Netanyahu, head of the right-wing Likud party, claimed victory in Monday’s vote over his main challenger, former armed forces chief Benny Gantz of the centrist Blue and White, after exit polls projected his party had come out on top.
|Netanyahu ahead in Israeli election, but still lacking governing majority
But with nearly three-quarters of the votes counted, Netanyahu appeared three seats short of a majority in Israel’s parliament, a gap signaling there may be deadlock yet again.
A win for Netanyahu, 70, after inconclusive ballots in April and September, would be testimony to the political durability of Israel’s longest-serving leader, who fought the latest campaign under the shadow of a looming corruption trial.
It would also pave the way for Netanyahu to make good on his pledge to annex, after the election, Jewish settlements in the occupied West Bank, and the region’s Jordan Valley, under a peace plan presented by U.S. President Donald Trump.

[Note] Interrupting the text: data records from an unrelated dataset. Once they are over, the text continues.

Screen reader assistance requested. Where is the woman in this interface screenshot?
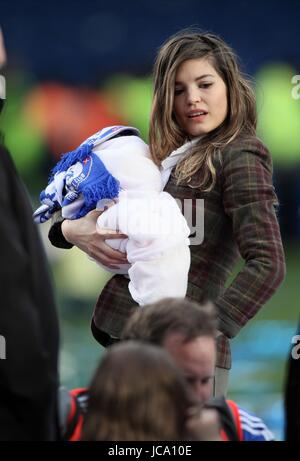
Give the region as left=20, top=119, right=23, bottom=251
left=50, top=31, right=285, bottom=395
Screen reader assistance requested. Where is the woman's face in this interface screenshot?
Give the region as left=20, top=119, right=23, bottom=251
left=173, top=58, right=228, bottom=137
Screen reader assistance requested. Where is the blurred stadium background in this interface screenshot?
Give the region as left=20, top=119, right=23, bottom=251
left=0, top=0, right=300, bottom=439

Palestinians have rejected the proposal, saying it was killing their dream of establishing a viable state in the West Bank and Gaza Strip, territory Israel captured in the 1967 Middle East war.

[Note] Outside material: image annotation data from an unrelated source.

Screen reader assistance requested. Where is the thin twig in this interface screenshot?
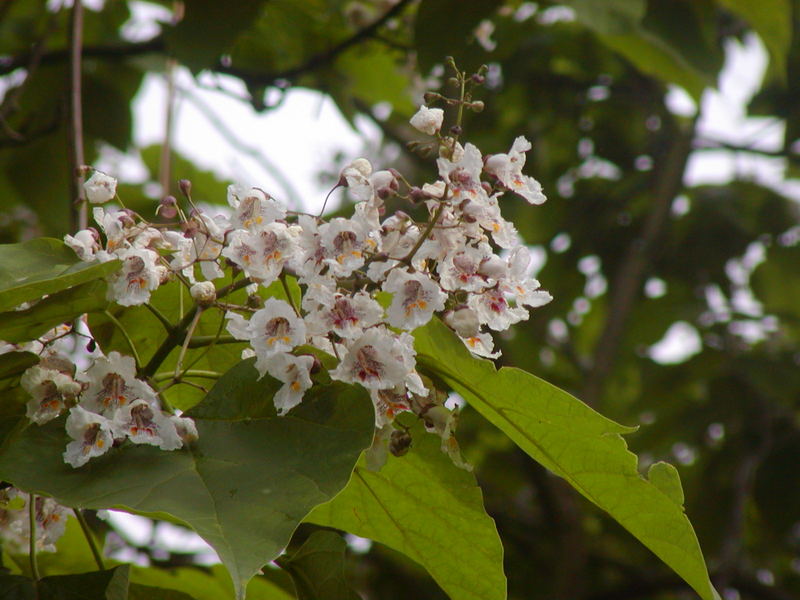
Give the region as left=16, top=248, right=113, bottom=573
left=28, top=494, right=41, bottom=588
left=69, top=0, right=89, bottom=229
left=103, top=310, right=142, bottom=369
left=158, top=58, right=175, bottom=198
left=173, top=308, right=203, bottom=381
left=581, top=119, right=696, bottom=405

With about 72% of votes counted, Likud led Blue and White by 35 seats to 32. Together with right-wing and religious parties, Netanyahu could build a 58-seat coalition, short of a majority in the 120-seat parliament.
Unless things shift as the remaining votes are tallied, another round of complicated political negotiations awaits.
In the previous election, in September, Blue and White edged past Likud, taking 33 seats to its rival’s 32, but Gantz, like Netanyahu, was unable to put together a ruling coalition.
The mostly Arab Joint List party again emerged as the third-largest party, apparently growing to 17 seats from 13 in the last election.